Je veux vous parler de Chantal comme camarade d’art, vous parler de notre connivence artistique depuis 20 ans je crois, et de cette étroite fusion ou liaison qu’il y avait chez elle entre la personne et l’artiste, entre elle-même et sa peinture.
Je me souviens de notre première rencontre sous le signe du hasard… et de la nécessité sans doute.. C’était au bord d’une route nationale du côté de Guéret.. Chantal et Micheline revenaient du château de Nieul, près de Limoges, où Jacqueline Chardon Lejeune avait organisé une exposition et elles s’étaient arrêtées sur le bord de la route. Moi, Je revenais de mon Poitou natal avec Françoise par la même route.. .et qu’est-ce que je vois ? Micheline que je connaissais dèjà pour être venu à Lyon avec mon ami Laurent Danchin ( disparu lui aussi récemment) pour une conférence organisée par Micheline et sa galerie Poisson d’or…. Galerie devenue mythique aujourd’hui et où Chantal à fait sa première exposition et la première expo de la galerie . C’est donc ainsi que j’ai connu Micheline et Chantal : de grandes amies, des sœurs en art et qui ont vécu l’art de l’intérieur en toute complicité…et la vie aussi : elles ont voyagé beaucoup, sont même allées en Chine…Et même à St -Tropez avec Françoise et moi.
Parler de la peinture de Chantal, c’est parler d’elle-même tant elle était sa peinture, tant elle était dans sa peinture, tant elle était un personnage de sa peinture et que le monde entier, visible et sous-jacent, était dans sa peinture. Car c’est bien ce qui caractérise les vrais et grands artistes, cette liaison étroite , cette indissociabilité entre leur vie, leur art et le monde.

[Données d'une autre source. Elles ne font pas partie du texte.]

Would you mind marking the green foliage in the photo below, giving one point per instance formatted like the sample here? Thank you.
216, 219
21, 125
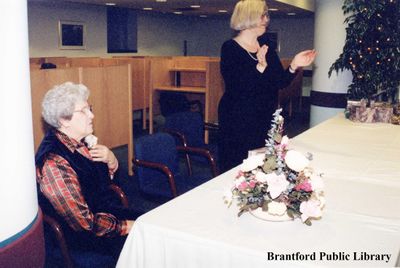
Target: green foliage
372, 48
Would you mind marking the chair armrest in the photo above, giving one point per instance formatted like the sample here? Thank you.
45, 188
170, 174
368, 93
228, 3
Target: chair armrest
162, 168
59, 235
203, 152
211, 126
181, 137
121, 195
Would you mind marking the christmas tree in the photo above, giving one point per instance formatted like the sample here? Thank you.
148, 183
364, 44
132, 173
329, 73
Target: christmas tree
372, 48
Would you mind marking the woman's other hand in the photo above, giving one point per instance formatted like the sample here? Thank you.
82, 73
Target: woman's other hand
101, 153
303, 59
262, 59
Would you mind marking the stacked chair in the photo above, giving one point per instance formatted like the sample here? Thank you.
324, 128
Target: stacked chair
158, 170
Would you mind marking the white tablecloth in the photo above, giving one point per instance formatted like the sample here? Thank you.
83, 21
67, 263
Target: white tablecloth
361, 166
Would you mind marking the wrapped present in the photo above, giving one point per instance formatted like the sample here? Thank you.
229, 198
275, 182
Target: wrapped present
360, 111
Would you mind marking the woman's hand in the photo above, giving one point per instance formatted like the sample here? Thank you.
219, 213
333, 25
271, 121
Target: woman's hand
129, 226
262, 59
303, 59
101, 153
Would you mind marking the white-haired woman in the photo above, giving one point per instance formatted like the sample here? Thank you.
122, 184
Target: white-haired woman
74, 180
253, 74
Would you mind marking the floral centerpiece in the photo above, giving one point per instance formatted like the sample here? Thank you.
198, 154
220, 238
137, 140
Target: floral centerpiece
280, 183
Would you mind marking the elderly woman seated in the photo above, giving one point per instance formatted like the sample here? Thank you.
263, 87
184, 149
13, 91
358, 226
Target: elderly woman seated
74, 179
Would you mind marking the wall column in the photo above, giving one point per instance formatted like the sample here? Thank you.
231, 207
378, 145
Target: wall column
328, 95
21, 232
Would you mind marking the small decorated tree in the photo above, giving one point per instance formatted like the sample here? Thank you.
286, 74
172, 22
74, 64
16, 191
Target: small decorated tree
372, 48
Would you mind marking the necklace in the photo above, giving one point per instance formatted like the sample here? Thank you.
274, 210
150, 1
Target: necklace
251, 56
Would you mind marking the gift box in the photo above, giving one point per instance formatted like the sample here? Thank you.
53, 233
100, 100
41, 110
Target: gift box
360, 111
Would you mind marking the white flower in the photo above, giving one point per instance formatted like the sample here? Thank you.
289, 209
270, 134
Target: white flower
296, 161
317, 183
91, 140
252, 162
261, 176
276, 208
228, 196
310, 208
285, 141
308, 172
321, 198
239, 180
276, 184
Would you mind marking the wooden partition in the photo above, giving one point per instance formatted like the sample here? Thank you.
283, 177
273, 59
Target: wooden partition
294, 91
85, 62
110, 95
200, 77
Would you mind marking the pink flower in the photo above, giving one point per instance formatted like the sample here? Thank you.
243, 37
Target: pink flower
252, 184
305, 186
310, 208
242, 186
317, 183
276, 184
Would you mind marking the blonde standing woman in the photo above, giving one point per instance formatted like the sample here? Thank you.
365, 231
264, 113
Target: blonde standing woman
253, 74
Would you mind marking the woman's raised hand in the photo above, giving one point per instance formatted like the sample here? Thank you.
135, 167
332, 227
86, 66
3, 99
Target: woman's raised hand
101, 153
303, 59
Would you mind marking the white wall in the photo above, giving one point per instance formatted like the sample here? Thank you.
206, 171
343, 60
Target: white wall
158, 34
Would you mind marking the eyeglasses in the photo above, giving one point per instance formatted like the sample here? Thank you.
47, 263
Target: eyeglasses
265, 14
86, 110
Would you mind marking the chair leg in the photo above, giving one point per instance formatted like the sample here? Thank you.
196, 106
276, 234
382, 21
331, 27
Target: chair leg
189, 164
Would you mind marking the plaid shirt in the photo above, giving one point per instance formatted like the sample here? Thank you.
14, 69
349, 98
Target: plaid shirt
60, 185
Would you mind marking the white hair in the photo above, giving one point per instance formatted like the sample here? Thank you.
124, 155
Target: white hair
59, 102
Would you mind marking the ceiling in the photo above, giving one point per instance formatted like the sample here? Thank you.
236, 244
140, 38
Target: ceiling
208, 8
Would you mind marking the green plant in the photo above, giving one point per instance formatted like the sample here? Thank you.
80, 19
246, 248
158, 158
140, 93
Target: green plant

Le rapport qu’entretenait Chantal avec le monde, avec les mouvements des gens, des animaux, des objets du quotidien était en effet de l’ordre de l’immersion rêveuse, de l’attention à la fois douce, flottante et acérée, de la distance ou de l’étrangeté de proximité. Il y a dans ses écrits comme dans sa peinture une dimension de « fantastique » familier, d’autant plus forte qu’elle reste humble, non spectaculaire et à peine suggérée, d’autant plus dense que cette surréalité distanciée est incrustée dans la peinture et se nourrit du contact étroit avec la réalité quotidienne.
Le sentiment global, immédiat, bienveillant, non analytique qu’elle avait envers les êtres et les choses de la vie constituait comme une substance vécue et vivante qui se faisait peinture. Ce sentiment n’était pas l’objet de la peinture : il était sa matière sensible et c’est avec celle-ci que Chantal a créé son écriture à elle, sa propre palette sensuelle et généreuse et son vocabulaire plastique personnel et unique.
La peinture de Chantal ne raconte pas, ne décrit pas, ne s’éloigne jamais d’elle-même pour rester toujours dans l’intimité sensible d’un vécu proche, comme lointain et permanent mystère. Une peinture figurative certes, qu’on peut même dire narrative, mais une peinture venue de l’intérieur du regard pour mieux aller au-delà de lui, dépasser son sujet figuré, traverser les apparences, transcender la représentation, s’épanouir en douce poésie, questionner silencieusement sa propre présence au monde.
Chantal n’est plus présente en ce monde, mais sa peinture est là…et c’est une manière pour elle de ne pas nous avoir quittés.